Le 18 décembre, Luce Wilquin, figure historique de l'édition littéraire en Belgique, envoyait une lettre à ses auteurs pour leur annoncer qu'elle arrêtait de publier. Avant de prendre cette décision, elle a cherché en vain un repreneur pour son catalogue de plus de 550 titres. En juin, une autre institution quittait le monde des lettres wallonnes, puisque la librairie Decallonne, qui trônait depuis 148 ans sur la Grand-Place de Tournai, a fait faillite. La Belgique du livre traverse une période difficile à lire, où beaucoup de repères disparaissent. « Le marché est fragilisé avec certains signaux inquiétants, analyse Thibault Léonard, qui a repris Mardaga en janvier 2017. Des acteurs historiques disparaissent, la librairie connaît une période chahutée avec la mise en place d'une réglementation des prix, il y a des incertitudes sur les stratégies que vont adopter Dilibel (Hachette) et Interforum (Editis) suite à la suppression de la tabelle.

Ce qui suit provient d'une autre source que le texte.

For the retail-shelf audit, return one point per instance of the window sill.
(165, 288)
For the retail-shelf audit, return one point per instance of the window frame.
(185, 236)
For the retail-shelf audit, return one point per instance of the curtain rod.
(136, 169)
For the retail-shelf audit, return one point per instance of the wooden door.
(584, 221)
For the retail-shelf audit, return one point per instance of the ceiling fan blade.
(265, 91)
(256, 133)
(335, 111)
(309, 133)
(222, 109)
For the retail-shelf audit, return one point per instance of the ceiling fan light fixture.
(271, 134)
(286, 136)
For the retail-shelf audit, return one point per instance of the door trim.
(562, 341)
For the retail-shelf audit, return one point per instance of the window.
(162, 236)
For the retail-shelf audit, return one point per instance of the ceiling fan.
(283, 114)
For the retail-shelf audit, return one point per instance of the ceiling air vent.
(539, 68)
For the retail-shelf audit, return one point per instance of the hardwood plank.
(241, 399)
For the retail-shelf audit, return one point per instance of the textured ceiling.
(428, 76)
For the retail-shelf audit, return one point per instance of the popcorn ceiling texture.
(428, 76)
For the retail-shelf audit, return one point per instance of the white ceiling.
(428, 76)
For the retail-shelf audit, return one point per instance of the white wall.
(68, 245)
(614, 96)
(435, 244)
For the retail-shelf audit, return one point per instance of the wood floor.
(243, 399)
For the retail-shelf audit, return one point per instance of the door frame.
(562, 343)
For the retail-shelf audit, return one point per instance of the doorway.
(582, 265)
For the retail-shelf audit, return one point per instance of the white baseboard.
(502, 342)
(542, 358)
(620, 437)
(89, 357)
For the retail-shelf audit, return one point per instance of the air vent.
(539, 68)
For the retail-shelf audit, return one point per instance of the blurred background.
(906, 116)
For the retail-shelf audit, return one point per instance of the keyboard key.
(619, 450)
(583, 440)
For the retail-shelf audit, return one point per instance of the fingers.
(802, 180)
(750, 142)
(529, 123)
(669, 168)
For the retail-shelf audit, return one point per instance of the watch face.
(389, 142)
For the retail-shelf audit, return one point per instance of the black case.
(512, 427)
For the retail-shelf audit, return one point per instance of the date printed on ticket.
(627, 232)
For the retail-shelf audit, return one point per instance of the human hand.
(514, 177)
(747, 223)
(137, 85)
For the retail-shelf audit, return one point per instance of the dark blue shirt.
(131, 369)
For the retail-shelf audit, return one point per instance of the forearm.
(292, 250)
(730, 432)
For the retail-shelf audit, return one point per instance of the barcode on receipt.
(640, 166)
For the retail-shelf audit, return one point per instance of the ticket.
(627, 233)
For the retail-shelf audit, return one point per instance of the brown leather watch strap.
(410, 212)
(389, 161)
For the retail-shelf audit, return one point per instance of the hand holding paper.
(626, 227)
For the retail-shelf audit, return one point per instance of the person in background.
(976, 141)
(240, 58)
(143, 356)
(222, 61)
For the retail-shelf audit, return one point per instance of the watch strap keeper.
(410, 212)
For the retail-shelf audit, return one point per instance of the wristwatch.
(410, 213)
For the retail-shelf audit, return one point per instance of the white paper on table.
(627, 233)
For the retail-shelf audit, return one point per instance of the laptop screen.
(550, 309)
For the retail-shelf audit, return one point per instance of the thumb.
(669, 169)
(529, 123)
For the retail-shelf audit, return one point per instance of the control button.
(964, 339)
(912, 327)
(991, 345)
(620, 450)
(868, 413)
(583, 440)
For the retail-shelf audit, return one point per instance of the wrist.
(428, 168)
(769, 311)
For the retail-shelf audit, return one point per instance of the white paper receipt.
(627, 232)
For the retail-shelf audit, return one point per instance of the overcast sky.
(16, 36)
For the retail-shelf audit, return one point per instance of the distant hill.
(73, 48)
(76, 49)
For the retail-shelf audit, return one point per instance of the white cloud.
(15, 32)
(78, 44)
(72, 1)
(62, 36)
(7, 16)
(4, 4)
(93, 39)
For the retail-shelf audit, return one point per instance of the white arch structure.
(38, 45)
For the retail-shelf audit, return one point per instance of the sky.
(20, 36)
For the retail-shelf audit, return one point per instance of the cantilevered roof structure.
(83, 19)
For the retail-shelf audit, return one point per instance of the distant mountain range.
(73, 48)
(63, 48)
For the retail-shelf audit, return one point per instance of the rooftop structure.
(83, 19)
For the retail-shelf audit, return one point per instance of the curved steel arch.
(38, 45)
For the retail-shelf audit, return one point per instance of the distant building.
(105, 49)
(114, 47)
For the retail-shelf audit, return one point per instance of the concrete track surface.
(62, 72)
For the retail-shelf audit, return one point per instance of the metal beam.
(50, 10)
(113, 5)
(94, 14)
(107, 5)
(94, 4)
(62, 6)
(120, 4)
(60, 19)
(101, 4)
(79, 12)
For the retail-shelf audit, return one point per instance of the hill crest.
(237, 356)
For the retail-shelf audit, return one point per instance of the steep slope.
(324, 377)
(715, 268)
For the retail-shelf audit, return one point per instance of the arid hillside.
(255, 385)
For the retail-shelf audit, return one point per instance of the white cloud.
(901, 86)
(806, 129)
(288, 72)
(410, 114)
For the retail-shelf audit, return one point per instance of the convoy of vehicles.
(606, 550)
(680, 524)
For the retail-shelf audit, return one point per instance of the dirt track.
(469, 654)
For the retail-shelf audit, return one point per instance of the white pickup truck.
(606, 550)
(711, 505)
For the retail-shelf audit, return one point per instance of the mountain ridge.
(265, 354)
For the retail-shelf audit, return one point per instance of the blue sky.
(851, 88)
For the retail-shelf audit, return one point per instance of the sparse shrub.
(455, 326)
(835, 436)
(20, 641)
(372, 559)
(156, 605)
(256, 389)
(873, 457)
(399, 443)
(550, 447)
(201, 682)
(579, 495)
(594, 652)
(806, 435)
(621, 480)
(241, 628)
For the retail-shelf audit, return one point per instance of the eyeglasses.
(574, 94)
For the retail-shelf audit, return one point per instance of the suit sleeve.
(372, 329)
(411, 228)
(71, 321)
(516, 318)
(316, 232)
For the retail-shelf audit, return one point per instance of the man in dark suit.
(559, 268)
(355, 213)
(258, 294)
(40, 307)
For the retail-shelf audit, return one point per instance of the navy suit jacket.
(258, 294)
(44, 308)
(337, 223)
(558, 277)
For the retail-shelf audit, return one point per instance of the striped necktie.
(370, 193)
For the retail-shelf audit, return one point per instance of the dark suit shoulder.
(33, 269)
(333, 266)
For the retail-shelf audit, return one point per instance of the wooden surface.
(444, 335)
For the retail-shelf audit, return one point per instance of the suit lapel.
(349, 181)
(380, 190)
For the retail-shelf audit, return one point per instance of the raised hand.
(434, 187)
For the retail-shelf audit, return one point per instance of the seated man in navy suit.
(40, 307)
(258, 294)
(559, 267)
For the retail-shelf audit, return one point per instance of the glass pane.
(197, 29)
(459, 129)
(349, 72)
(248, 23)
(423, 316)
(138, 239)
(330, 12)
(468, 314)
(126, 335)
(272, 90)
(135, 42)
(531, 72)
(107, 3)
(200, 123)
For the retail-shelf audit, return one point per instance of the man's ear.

D'un autre côté, des chaînes françaises comme Furet du nord ou Cultura ont fait savoir leur intérêt pour le marché belge. »
Prix unique
Le Furet du nord a racheté l'an passé les librairies Libris Agora de Namur et de Louvain, tandis que Cultura a envoyé une équipe pour prospecter en Belgique. Ces chaînes intègrent un paysage de la librairie marqué par la présence de deux enseignes inconnues en France : Club (44 magasins dans tout le pays et 3 dans les aéroports), qui a réalisé une très bonne année 2018 (+ 8 %), et la spécialisée en bande dessinée Slumberland, associée depuis trois ans à BD World (11 librairies). Ces derniers ont passé le 20 décembre un accord avec l'application de commande de BD Bubble, et constatent déjà des retombées bien plus positives qu'un site Internet marchand trop cher en gestion. « Le monde du livre se doit de passer d'une industrie de produits à une industrie de service », martèle Cédric De Waele, chargé du marketing chez Slumberland. D'autant plus que les points de vente ne se concurrencent plus sur les prix.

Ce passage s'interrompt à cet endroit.